Clustering

Once you have your simulations run, generally the first step in building an MSM is clustering your trajectories based on a parameter of interest. Commonly, you’ll want to look at the root mean square deviation of the states or the euclidean distance between some sort of feature vector.

In enspara, this functionality is availiable at three levels of detail.

1. Apps. Clustering code is availiable in a command-line application that is capable of handling much of the bookkeeping necessary for more complex clustering operations.

2. Objects. Clustering code is wrapped into sklearn-style objects that offer simple API access to clustering algorithms and their parameters.

3. Functions. Clustering code is ultimately implemented as functions, which offer the highest degree of control over the function’s behavior, but also require the most work on the user’s part.

Clustering App

Clustering functionality is availiable in enspara in the script apps/cluster.py. Its help output explains at a granular level of detail what it is capable of, and so here we will seek to provide a high-level discussion of how it can be used.

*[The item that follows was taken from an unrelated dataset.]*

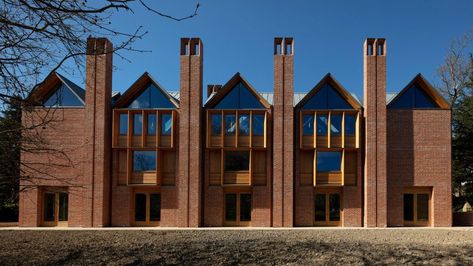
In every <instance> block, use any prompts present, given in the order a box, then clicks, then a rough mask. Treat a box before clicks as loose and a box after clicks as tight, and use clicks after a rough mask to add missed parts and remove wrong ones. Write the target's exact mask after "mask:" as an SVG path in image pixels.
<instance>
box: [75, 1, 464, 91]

When clustering, you will need to make a few important choices:

1. What type of data will you be clustering? The app accepts trajectories of coordinates as well as arrays of vectors.

2. Which clustering algorithm will you use? We currently implement k-centers and k-hybrid.

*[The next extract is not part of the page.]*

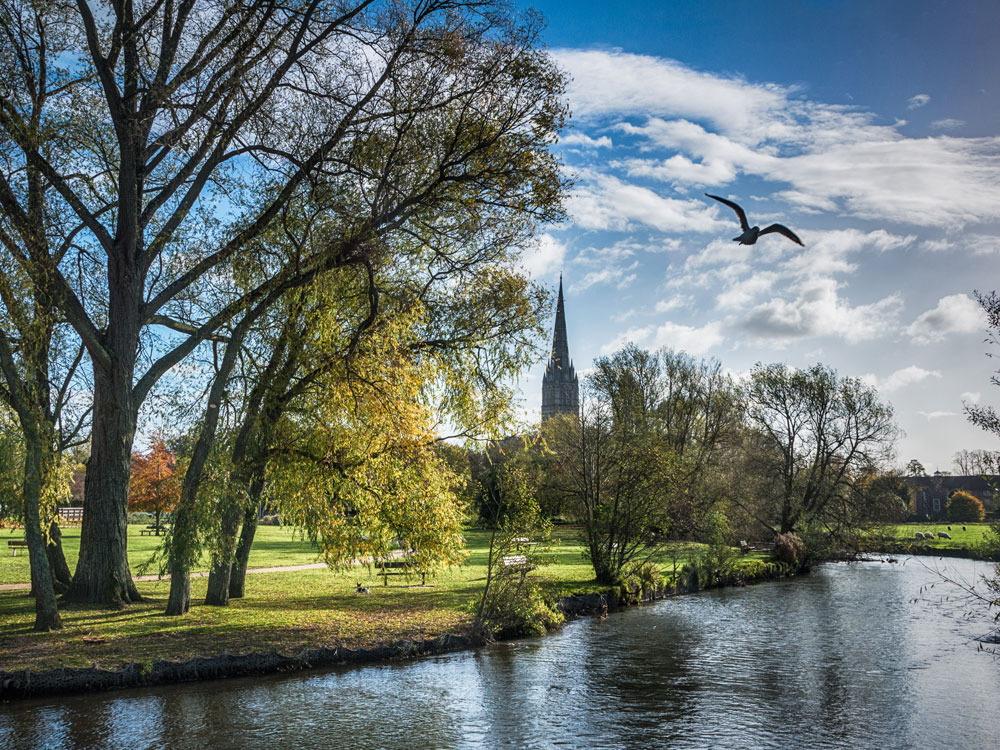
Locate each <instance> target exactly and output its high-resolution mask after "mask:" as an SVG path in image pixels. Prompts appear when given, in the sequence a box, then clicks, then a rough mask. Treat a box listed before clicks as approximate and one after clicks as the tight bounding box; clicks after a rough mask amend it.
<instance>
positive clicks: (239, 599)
mask: <svg viewBox="0 0 1000 750" xmlns="http://www.w3.org/2000/svg"><path fill="white" fill-rule="evenodd" d="M138 528H139V527H136V534H137V533H138ZM261 532H263V533H261ZM78 534H79V532H77V535H75V536H72V537H71V536H69V535H67V540H66V547H67V555H68V556H70V555H74V556H75V545H76V544H78ZM556 537H557V538H556V542H557V544H556V545H555V546H554V547H553V548H552V551H551V559H552V563H551V564H550V565H546V566H544V567H542V568H540V569H539V570H538V571H536V573H535V574H534V575H537V577H538V580H539V582H540V584H541V585H542V587H543V588H544V589H545V590H546V592H547V593H548V594H549V595H550V596H558V595H563V594H568V593H573V592H586V591H596V590H599V589H601V588H603V587H600V586H598V585H597V584H595V583H594V581H593V570H592V568H591V567H590V565H589V563H588V562H587V560H586V559H585V558H584V556H583V548H582V546H581V545H580V544H579V542H578V541H576V539H575V532H574V531H573V530H570V529H565V528H563V529H559V530H558V532H557V534H556ZM0 538H3V537H0ZM71 540H73V541H72V542H71ZM134 541H135V542H136V544H135V545H134V546H133V548H132V549H130V555H129V557H130V559H131V560H132V561H137V560H141V559H143V556H144V555H145V556H147V557H148V555H150V554H151V553H152V550H153V549H154V548H155V546H156V538H155V537H154V538H153V539H152V540H149V539H148V538H146V537H143V538H141V539H140V538H139V537H138V536H136V537H135V540H134ZM131 542H133V539H132V538H131V537H130V543H131ZM143 545H145V546H143ZM258 545H259V548H258ZM466 547H467V550H468V552H469V556H468V558H467V559H466V561H465V563H464V564H463V565H461V566H458V567H455V568H452V569H449V570H445V571H442V572H439V573H438V574H436V575H434V576H428V578H427V586H420V585H418V584H419V582H420V581H419V578H415V579H412V580H408V579H406V578H404V577H394V578H390V579H389V585H388V586H383V585H382V581H381V579H379V578H377V577H376V576H375V575H374V574H373V573H372V572H371V571H369V570H368V568H367V567H358V568H354V569H352V570H349V571H346V572H335V571H331V570H328V569H321V570H308V571H295V572H283V573H261V574H255V575H250V576H247V589H246V597H245V598H243V599H239V600H233V601H232V603H231V604H230V606H228V607H209V606H205V605H203V604H201V603H200V602H201V601H202V600H203V598H204V594H205V585H206V579H205V578H195V579H192V581H191V589H192V600H193V602H194V605H193V606H192V609H191V612H190V613H189V614H188V615H186V616H184V617H179V618H177V617H165V616H164V615H163V614H162V612H163V609H164V607H165V606H166V599H167V593H168V591H169V582H168V581H152V582H146V583H139V584H138V588H139V591H140V593H141V594H142V595H143V596H144V597H146V598H147V601H146V602H145V603H142V604H138V605H134V606H131V607H129V608H127V609H125V610H123V611H108V610H101V609H94V608H87V607H81V606H78V605H66V606H64V607H63V608H62V609H61V613H62V618H63V624H64V626H65V627H64V628H63V630H62V631H59V632H56V633H34V632H32V631H31V623H32V622H33V618H34V607H33V600H32V599H30V598H28V597H27V596H26V595H25V592H23V591H17V592H0V668H2V669H18V668H23V667H31V668H33V669H46V668H52V667H56V666H90V665H92V664H97V665H99V666H102V667H106V668H112V667H117V666H120V665H121V664H123V663H126V662H128V661H133V660H134V661H149V660H152V659H155V658H167V659H186V658H190V657H192V656H197V655H208V654H214V653H220V652H223V651H230V652H234V653H236V652H241V653H245V652H249V651H267V650H270V649H274V648H276V649H280V650H283V651H286V652H287V651H296V650H298V649H300V648H302V647H305V646H309V647H316V646H319V645H328V646H333V645H346V646H359V645H372V644H375V643H380V642H392V641H395V640H398V639H400V638H419V637H433V636H436V635H440V634H442V633H444V632H463V631H466V630H467V629H468V628H469V626H470V624H471V619H472V618H471V609H470V605H471V603H472V602H473V600H474V599H475V598H476V596H477V594H478V593H479V591H480V590H481V588H482V585H483V581H484V576H485V572H486V567H485V565H486V560H487V555H488V549H489V535H488V533H487V532H483V531H479V530H469V531H467V534H466ZM699 548H700V545H695V544H689V543H677V544H676V545H673V546H671V547H670V548H669V549H668V550H667V553H666V554H665V555H664V556H663V557H662V558H661V559H660V564H661V567H662V569H663V570H664V572H665V573H668V574H669V573H670V572H671V571H672V570H673V567H674V565H675V564H676V565H677V566H678V568H679V567H681V566H683V565H684V563H685V562H686V561H687V559H688V558H689V556H691V555H692V554H696V553H697V552H698V550H699ZM21 556H22V555H21V553H19V554H18V558H17V560H18V565H20V564H21ZM758 558H759V556H756V557H754V558H752V559H758ZM315 559H316V555H315V552H314V551H313V550H312V549H311V548H310V547H309V545H308V543H306V542H303V541H302V540H301V539H298V538H297V537H296V536H295V535H294V534H293V533H292V532H291V531H287V530H284V529H280V528H276V527H262V528H261V529H260V530H259V532H258V542H257V544H255V546H254V550H253V554H252V556H251V566H256V567H262V566H273V565H295V564H301V563H306V562H312V561H314V560H315ZM5 563H7V564H8V565H9V564H11V558H7V559H6V560H5ZM71 565H72V561H71ZM3 569H4V570H7V568H6V567H5V568H3ZM24 570H25V571H26V570H27V568H26V567H25V568H24ZM25 576H26V572H25V573H23V574H20V577H21V578H22V579H23V578H24V577H25ZM7 577H8V578H17V576H15V575H13V574H12V573H10V574H7ZM357 582H361V583H363V584H365V585H367V586H370V587H371V594H370V595H368V596H359V595H358V594H357V593H356V592H355V586H356V583H357Z"/></svg>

3. How “much” clustering will you do? Both k-centers and k-hybrid require the choice of k-centers stopping criteria, and k-hybrid additionally requires the choice of number of k-medoids refinements.

4. How will you compare frames to one another (i.e. what is your distance function)? Options include RMSD (for coordinates), as well as euclidean and manhattan distances.

A Simple Example

One thing enspara excels as is generating fine-grained state spaces by clustering using RMSD as a criterion. This is very fast, and is not only thread-parallelized to use all cores on a single computer (hat tip to MDTraj’s blazing fast RMSD calculations), but also can be parallelized across many computers with MPI.

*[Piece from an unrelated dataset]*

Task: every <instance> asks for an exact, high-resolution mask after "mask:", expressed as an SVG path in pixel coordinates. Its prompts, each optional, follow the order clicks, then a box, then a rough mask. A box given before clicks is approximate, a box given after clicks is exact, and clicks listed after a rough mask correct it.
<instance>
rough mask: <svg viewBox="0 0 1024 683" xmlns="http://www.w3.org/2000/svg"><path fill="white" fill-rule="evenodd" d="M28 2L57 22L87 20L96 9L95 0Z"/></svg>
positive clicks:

In a simple case, such a clustering will look something like this:

python /home/username/enspara/enspara/apps/cluster.py \
  --trajectories /path/to/input/trj1.xtc /path/to/input/trj2.xtc \
  --topology /path/to/input/topology.top \
  --algorithm khybrid \
  --cluster-number 1000 \
  --distances /path/to/output/distances.h5 \
  --center-features /path/to/output/centers.pickle \
  --assignments /path/to/output/assignments.h5

This will make 1000 clusters using the k-hybrid clustering algorithm based on all the atomic coordinates in trj1.xtc and trj2.xtc. Based on the clusters it discovers, it will generate three files:

1. Centers file (centers.pickle). This file, which is a python list of mdtraj.Trajectory trajectory objects, contains the atomic coordinates that were at the center of each center. If 1000 clusters are discovered, this list will have length 1000.

2. Assignments file (assignments.h5). This file assigns each frame in the input to each cluster center (even if subsampling is specified). If (i, j) in this array has value n, then the j`th frame of trajectory :code:`i above was found to belong to center n (found in the centers file).

3. Distances file (distance.h5). This file gives the distance between each frame (i, j) and the center it is assigned to (found in the assignments file).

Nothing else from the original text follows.